I haven't been here for a while due to computer woes (all settled now) and edits on BREAD! due out in the fall.  Things are finally starting to lighten up.  Watch for complete instructions on cultivating your own sourdough starter beginning Tuesday. EasterPie12Photo credit:  Charles Schiller

PASTIERA NAPOLETANA

NEAPOLITAN EASTER PIE WITH RICOTTA AND WHEAT

Though the official name of this pie is Pastiera Napoletana, many Italian Americans also refer to it as Pizza di Grano, grain or wheat pie.  It’s a sweet crust filled with ricotta, pastry cream, and cooked wheat berries, and scented with orange flower water.  Please be careful when you purchase the wheat.  If you live near an Italian grocery store, they will always have it around Easter – you just need to ask for wheat or grain.  Or you can buy it even more easily in a health food store.  The wheat berries you need to buy are white, not brown or red.  White wheat berries cook relatively quickly whereas the unhulled darker ones take forever to cook.  If no wheat berries are available, substitute an equal amount of long-grain rice (boil it like pasta until tender, about 15 minutes) or pearl barley, which is cooked exactly like the wheat berries.
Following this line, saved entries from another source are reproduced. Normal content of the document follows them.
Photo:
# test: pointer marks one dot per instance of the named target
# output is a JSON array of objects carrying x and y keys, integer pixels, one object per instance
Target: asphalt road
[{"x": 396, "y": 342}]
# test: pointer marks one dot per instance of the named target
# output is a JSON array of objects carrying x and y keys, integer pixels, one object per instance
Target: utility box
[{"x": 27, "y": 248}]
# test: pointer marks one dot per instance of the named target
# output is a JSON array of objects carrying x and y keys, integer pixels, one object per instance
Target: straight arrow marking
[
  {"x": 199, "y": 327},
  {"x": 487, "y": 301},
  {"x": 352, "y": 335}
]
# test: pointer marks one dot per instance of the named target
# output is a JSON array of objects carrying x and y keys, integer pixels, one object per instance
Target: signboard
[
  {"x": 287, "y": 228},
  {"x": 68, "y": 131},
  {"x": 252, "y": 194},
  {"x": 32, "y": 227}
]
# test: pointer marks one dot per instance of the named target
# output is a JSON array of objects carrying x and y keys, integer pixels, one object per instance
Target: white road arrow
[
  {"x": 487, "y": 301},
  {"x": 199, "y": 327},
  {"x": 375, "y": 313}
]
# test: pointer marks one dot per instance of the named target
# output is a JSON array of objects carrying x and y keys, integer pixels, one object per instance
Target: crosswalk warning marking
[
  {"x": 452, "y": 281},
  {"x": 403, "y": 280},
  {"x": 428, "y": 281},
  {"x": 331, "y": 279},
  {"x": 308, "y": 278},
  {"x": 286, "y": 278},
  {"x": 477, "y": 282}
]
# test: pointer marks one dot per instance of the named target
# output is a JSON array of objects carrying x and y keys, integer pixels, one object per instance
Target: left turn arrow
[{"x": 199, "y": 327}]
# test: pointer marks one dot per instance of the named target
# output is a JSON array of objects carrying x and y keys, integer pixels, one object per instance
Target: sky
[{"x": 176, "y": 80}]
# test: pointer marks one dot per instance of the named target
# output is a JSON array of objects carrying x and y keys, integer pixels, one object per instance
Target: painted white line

Makes one 9-inch pie, about 8 to 10 servings

WHEAT BERRIES

1/2 cup hulled white wheat berries

1/4 teaspoon salt

PASTA FROLLA

2 cups all-purpose flour

1/3 cup sugar

1/2 teaspoon baking powder

1/4 teaspoon salt

8 tablespoons (1 stick) unsalted butter, cold and cut into 8 pieces

2 large eggs

PASTRY CREAM

1 large egg

1 large egg yolk

1/4 cup sugar

2 tablespoons all-purpose flour

1/2 cup milk

FILLING

All the pastry cream, above

1 cup (about 8 ounces) whole milk ricotta

1/4 cup sugar

2 large eggs

1 teaspoon orange flower water

1/3 cup candied orange peel cut into 1/4-inch dice

All the cooked wheat berries, above

Ground cinnamon for sprinkling the filling

One 9-inch Pyrex pie pan

  1. Early in the day you intend to bake the pie, combine the wheat berries with about 2 quarts cold water and the salt.  Bring to a boil over medium heat, then decrease the heat to low and allow the wheat to simmer gently until it is cooked though, about an hour.
  2. Drain and cool the wheat in a bowl.
  3. For the dough, pulse the dry ingredients in a food processor fitted with the steel blade.  Add the butter and pulse repeatedly until the butter is finely worked in and no visible pieces of butter remain.  Add the eggs and pulse until the dough forms a ball.
  4. Divide the dough into 2 pieces, one of which is slightly larger than the other.  Roll the larger piece of dough on a floured surface and use it to line the pan.  Trim the dough even with the edge of the pan.  Roll the remaining dough to a 10-inch square and slide it to a flexible cookie sheet or thin flexible cutting board and refrigerate it while preparing the filling.
  5. Set a rack in the lowest level of the oven and preheat to 350 degrees.
  6. For the pastry cream, whisk the egg and yolk together in a bowl and whisk in the sugar and flour.  Whisk in the milk and scrape the mixture into a small saucepan.  Place over medium/low heat and stir constantly until the mixture thickens and comes to a gentle boil.  Cook, stirring constantly, for a few seconds after the cream reaches the boil.
  7. Scrape the pastry cream into a bowl.  Immediately whisk in the ricotta until smooth.  Whisk in the sugar, then the eggs one at a time.  Stir in the orange flower water, candied orange peel, and the wheat.
  8.  Scrape the filling into the prepare crust and sprinkle some cinnamon in the filling.  Paint the edge of the bottom crust with water.
  9. Remove the chilled square of dough from the refrigerator and use a serrated cutting wheel to cut it into 3/4-inch wide strips.  Arrange 5 of the strips parallel and equidistant from each other on the filling, letting the excess dough hang over the edge of the pie.  Place the 5 remaining strips on exactly the same way, but at a 45-degree angle to the first ones.
  10. Gently press the ends of the strips to adhere to the edge of the bottom crust, then use a bench scraper or the back of a knife to sever the excess dough at the rim of the pan.
  11. Bake the pastiera until the filling is set and slightly puffed and the crust is baked through, about 40 minutes.
  12. Cool on a rack.

Serving:  Serve wedges of the pie, it needs no accompaniment.

Storage:  Keep the pastiera at a cool room temperature on the day it is baked.  Wrap and refrigerate leftovers.  Bring to room temperature before serving again.